Voice trading volumes are expected to decline to less than 15% of total volume in the next few years, as more bank trading platforms come online, and as previously bespoke currencies from the emerging markets are increasingly being traded electronically. The survey indicates that single-dealer platforms (SDPs) will be the main beneficiaries of this migration.
Key findings:
-The rate of growth on single-bank trading portals is expected to outstrip multi-dealer portals by almost seven times.
-Barclays Capital’s BARX and Deutsche Bank’s Autobahn trading platforms were the most preferred SDPs. FXall, 360T and Bloomberg’s FXGO were the preferred venues for multi-bank platforms.
-Choice of counterparty/bank relationship is the single biggest determinant of choice of trading venue where clients trade FX.
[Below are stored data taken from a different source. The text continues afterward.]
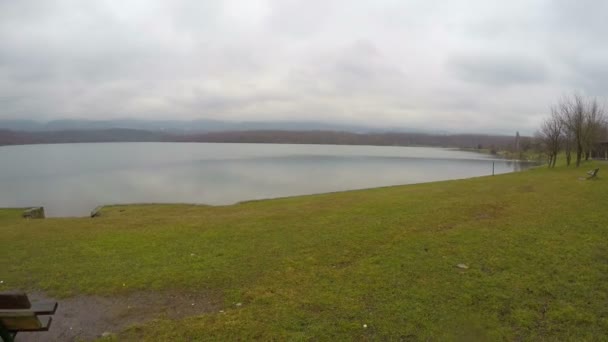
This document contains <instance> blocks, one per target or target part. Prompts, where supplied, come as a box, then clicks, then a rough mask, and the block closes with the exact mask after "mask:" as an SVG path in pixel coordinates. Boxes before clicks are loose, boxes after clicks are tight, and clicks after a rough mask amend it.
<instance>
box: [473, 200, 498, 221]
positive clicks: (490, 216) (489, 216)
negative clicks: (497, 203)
mask: <svg viewBox="0 0 608 342" xmlns="http://www.w3.org/2000/svg"><path fill="white" fill-rule="evenodd" d="M503 211H504V208H503V207H502V206H501V205H497V204H485V205H481V206H479V207H478V208H476V209H475V212H474V215H473V217H474V218H475V219H476V220H489V219H495V218H498V217H499V216H500V215H501V214H502V212H503Z"/></svg>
-Just under one-third of respondents said they had changed trading venues in the past 12 months
-Respondents expressed the importance of counterparty diversification as the European sovereign debt crisis impairs credit quality of some banks, indicating a greater need for credit and risk monitoring models.
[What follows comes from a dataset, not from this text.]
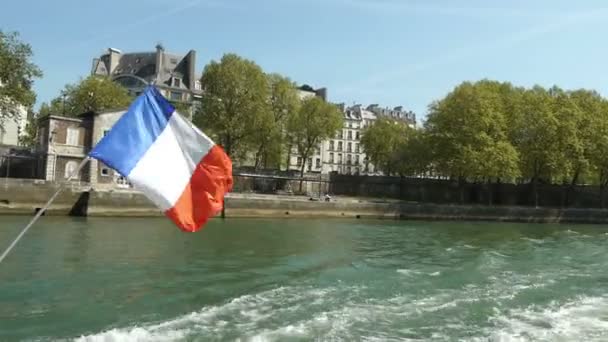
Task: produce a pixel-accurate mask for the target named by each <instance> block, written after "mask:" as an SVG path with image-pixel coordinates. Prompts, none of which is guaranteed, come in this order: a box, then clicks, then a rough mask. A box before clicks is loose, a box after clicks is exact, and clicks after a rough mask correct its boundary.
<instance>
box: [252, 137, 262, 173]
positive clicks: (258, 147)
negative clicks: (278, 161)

- Application programming interfaces (APIs) – a huge growth area in E-FX in recent years – will slow due to technology budget constraints for clients and banks. Furthermore, API execution is now viewed as a less-effective execution method than single- and multi-dealer platforms.
-The demonstration of best execution remains one of the key reasons why clients use multi-bank portals. And single-dealer portals are beginning to offer best-execution reports on algorithmic execution trading tools (a key growth area on single-dealer platforms).